= Happy Birthday, Mr. Putin! =

2010 erotic calendar

Happy Birthday, Mr. Putin! is an English title of the erotic calendar, released by the Russian publishing house "Fakultet" for the 58th birthday of Vladimir Putin on 7 October 2010. The calendar features twelve female students of the Faculty of Journalism at Moscow State University (MSU), in erotic lingerie, each for every month, with a short message. The print run consisted of 50,000 copies.

In less than one day, the images from the calendar have been reposted from its original web source by several thousands Russian users of LiveJournal. A day after the calendar's release, six other students of the same university made an Internet version, critical of Putin, which received an online support. The calendar was followed by a lampoon version with the heads of Russian politicians imposed on original female bodies. Other versions include that dedicated to the end of Valentina Matviyenko's gubernatorial tenure. A calendar, inspired by the original version, was also made for the Mayor of Omsk.

==Original calendar==
The student girls for the calendar were selected via social network by one of the producers. The shootings lasted for three days and from over 10,000 shots thirteen were chosen. The girls are dressed in lacy lingerie and each page contains a speech balloon with the girl's name. The images were originally published on the LiveJournal page of Kristina Potupchik, a press-secretary of Russian youth movement Nashi. The movement, however, denied any connection with the calendar. According to calendar's producer Vladimir Tabak, the publishing house, which released the calendar, was established by the MSU students, who have never been the members of political youth organisations.

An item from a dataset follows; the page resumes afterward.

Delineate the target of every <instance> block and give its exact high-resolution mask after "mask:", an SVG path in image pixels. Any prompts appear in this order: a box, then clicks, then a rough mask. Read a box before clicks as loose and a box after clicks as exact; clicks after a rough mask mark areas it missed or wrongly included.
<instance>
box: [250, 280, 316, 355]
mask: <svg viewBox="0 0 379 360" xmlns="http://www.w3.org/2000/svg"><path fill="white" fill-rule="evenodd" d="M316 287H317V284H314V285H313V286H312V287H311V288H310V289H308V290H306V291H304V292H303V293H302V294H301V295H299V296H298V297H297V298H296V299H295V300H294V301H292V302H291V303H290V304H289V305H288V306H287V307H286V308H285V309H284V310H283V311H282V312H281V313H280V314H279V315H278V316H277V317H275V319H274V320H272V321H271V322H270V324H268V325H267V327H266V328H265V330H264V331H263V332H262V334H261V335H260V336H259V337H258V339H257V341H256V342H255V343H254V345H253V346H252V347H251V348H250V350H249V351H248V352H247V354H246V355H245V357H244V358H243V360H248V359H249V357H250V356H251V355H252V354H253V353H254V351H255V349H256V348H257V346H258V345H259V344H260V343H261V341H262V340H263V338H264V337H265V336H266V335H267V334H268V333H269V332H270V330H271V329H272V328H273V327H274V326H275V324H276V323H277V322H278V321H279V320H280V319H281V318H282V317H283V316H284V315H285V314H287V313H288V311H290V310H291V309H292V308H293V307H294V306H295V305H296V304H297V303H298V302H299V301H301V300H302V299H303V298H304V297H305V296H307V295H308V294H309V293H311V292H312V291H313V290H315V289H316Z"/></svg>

Each speech bubble text begins with "Vladimir Vladimirovich..." The messages are the following, starting from January: "Everyone would like a man like you", "How about a third go?" (referring to Putin's anticipated third presidential term), "The forest fires have been put out, but I'm still burning!" (referring to the 2010 Russian wildfires), "You are the best!", "I love you!", "Give me a ride on a Kalina!", "Would you take me as a co-pilot?", "Who else if not you?", "You only get better with the years", "You are my Premier", "I don't need a rynda. I need you" (referring to the internet meme "Putin's rynda") and "I want to congratulate you personally. Call 8-925-159-17-28".

==Alternative version==
The alternative oppositional version features female students dressed in black and with taped mouths in protest. The pages accommodate two months and bear critical questions. According to one of the students, Margarita Zhuravlyova, they "didn't have to think long to come up with questions; people ask these questions in their daily lives, at home, at work, in the streets and on public transportation". The alternative version was advertised through LiveJournal and Twitter. The alternative version features the following questions: "When will Khodorkovsky be released?", "OK with fools, but what about roads?" (referring to the popular saying "There are two troubles in Russia: the fools and the roads" attributed to various prominent Russian authors), "How will inflation affect the bribes?", "Freedom of assembly always and everywhere?", "Who killed Anna Politkovskaya?" and "When will the next terrorist incident occur"?

==Reactions==
The Moscow State University campus became divided into those supporting the alternative version and the other supporting the original calendar. The head of the MSU Faculty of Journalism Yelena Vartanova commented: "I think the calendar is quite frivolous but I don't see anything criminal in it. [...] It's a matter for their own conscience."

Putin's attitude was reportedly "indifferent"; according to Putin's spokesperson Dmitry Peskov, "[a]ll these questions have a right to exist and people have a right to ask them". Peskov also noted that "[t]his situation tells us about natural pluralism of opinions in our society and that it is important to have an active position in life, and such things should be encouraged unless they interfere with studies".